Port Fairy Golf Club in Warnambool, Australia.
Golf
I stuck in the ball marker by chance.
It was the 2023 masters week, and I was preparing for a golf round on a course near Augusta, GA., When I got a shoulder tap.
“Here, get one of these,” the man said, lighting a white and green button in my direction that holds an incomprehensible logo: Golf National Club Augusta, Masters Tournament House.
Yeardo, Masters sells millions of dollars in goods from his country’s operation, all holding the iconic yellow logo of the tournament with the letters “Masters” underneath. If that logo represents the white whale of golf goods, the logo on the ball mark represented the wool mom. I would be donated a ball sign with Augusta National member Logo
The form looked the same – the same sketch of the United States map, the same script letters underneath – but this logo was green, and the letters read “Augusta National”. I thanked the beginner for the gift and pulled it carefully into my golf bag, where it remained intact for almost 12 months.
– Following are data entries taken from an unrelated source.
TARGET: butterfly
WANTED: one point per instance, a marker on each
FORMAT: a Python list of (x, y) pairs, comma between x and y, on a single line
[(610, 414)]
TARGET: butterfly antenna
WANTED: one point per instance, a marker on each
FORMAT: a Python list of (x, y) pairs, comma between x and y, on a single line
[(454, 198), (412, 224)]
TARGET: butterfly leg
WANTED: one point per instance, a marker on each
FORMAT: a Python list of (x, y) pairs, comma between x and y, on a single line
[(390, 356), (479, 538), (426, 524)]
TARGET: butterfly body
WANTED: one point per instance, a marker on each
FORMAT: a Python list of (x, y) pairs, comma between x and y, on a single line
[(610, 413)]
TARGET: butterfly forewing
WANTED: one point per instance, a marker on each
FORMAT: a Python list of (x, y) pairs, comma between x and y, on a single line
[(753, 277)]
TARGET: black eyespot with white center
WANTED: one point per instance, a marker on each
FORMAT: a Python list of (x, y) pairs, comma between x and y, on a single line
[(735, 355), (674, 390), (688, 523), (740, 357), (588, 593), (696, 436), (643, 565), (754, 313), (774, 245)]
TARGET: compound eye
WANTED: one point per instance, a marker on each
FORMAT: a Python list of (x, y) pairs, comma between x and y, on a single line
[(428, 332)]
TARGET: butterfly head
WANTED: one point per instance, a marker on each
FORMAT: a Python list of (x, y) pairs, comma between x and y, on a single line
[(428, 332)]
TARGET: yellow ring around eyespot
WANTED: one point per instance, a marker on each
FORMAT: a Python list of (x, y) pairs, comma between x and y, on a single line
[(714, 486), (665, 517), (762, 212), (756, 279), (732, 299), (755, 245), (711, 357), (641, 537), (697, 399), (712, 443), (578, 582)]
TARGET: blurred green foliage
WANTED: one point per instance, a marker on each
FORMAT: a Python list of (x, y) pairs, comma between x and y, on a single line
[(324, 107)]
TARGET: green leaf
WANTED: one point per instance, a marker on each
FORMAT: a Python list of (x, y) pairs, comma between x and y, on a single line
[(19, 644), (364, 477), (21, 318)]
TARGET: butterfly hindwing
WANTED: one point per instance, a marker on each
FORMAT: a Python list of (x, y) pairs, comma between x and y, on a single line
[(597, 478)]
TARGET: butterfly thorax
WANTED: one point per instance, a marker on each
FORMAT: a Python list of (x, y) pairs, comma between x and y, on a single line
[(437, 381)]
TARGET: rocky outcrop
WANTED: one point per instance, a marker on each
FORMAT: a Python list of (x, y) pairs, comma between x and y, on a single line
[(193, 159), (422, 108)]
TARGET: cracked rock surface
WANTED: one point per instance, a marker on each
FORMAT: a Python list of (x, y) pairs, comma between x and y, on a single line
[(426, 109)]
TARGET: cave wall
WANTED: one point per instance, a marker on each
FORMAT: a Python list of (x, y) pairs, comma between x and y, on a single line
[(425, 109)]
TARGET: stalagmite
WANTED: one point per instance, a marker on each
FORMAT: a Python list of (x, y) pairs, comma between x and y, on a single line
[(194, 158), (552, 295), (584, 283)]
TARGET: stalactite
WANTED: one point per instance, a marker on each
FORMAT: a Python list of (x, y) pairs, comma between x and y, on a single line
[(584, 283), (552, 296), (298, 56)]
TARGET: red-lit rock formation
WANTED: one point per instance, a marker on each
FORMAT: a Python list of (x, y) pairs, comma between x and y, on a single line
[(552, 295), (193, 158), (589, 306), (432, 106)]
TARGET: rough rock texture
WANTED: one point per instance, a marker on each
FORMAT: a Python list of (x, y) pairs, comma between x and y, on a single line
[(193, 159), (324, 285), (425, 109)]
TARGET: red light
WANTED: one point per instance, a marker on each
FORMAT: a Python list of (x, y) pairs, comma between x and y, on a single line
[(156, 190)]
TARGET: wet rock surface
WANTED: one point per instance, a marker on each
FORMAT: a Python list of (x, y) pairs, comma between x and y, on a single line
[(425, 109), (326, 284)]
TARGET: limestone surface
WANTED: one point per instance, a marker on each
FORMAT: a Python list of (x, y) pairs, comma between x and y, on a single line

One day, I would find a good use for that ball sign, and when I found it, I would know.
I didn’t expect I would participate in a gift exchange in Warnambool. To be right, I didn’t even know where Warnambool was – involved during most of the time I spent in it.
I can tell you now that Warnambool is an Australian beach town in the state of Victoria, about one -third of the road from Melbourne to Adelaide. Think the type of place that someone from my part of the world – New York – goes to visit when they are trying hard to escape. Giant pine pine, perfectly symmetrically frames the main crawling in the city, while a long trail stroll along the ocean. The air depends heavy with the dew from the sea, and a quiet pleasure sits just below the surface of those staying in the city and its wilder suburbs.
We would spend two weeks strolling through Melbourne on the biggest journey of our lives, but as we returned for the stretch of the house and left for the country, we quickly learned that our journey was about to change. Some of them were the golf, which we had heard received a Scottish fragrance in the village. Some of them were the setting: a single -lane coastal highway, called “The The The The route of the Great Ocean”
Like the Big Sur or the road to Hannah, the Big Ocean Road is one of them ”Travel is the destination ” Places, displaying 150 miles of idyllic coastal cities (on the right) and completely perfect coastline (on the left). Unlike Big Sur and the Hana road, the Great Ocean Road welcomes golf in a more egalitarian sensitivity. The courses are trapped at the exit of the land extended above the ocean, kept in careful condition – but hardly cosmopolitan – and owned by the honors and “suggested” fees of the greens. If the golf in Melburn is for those with champagne taste, golf along the big ocean road is for those with an appetite for meat and potatoes.
Some golf courses are absolutely worth visiting along this road – Apolon Bay AND Peterborough Counting as two – but our arrangements left room for only a whole time, in a place called Port Fairy Golf Club.
We drew the course on Google Maps as we started our car on the Great Ocean Road and joyfully mocked. It was ripe, on the border with coffee, filled with pot bunkers and overlooking the ocean.
It was time to send our journey into a flame of glory.

Golf
“Hey,” Peter half called in a tone that made it difficult to distinguish his seriousness.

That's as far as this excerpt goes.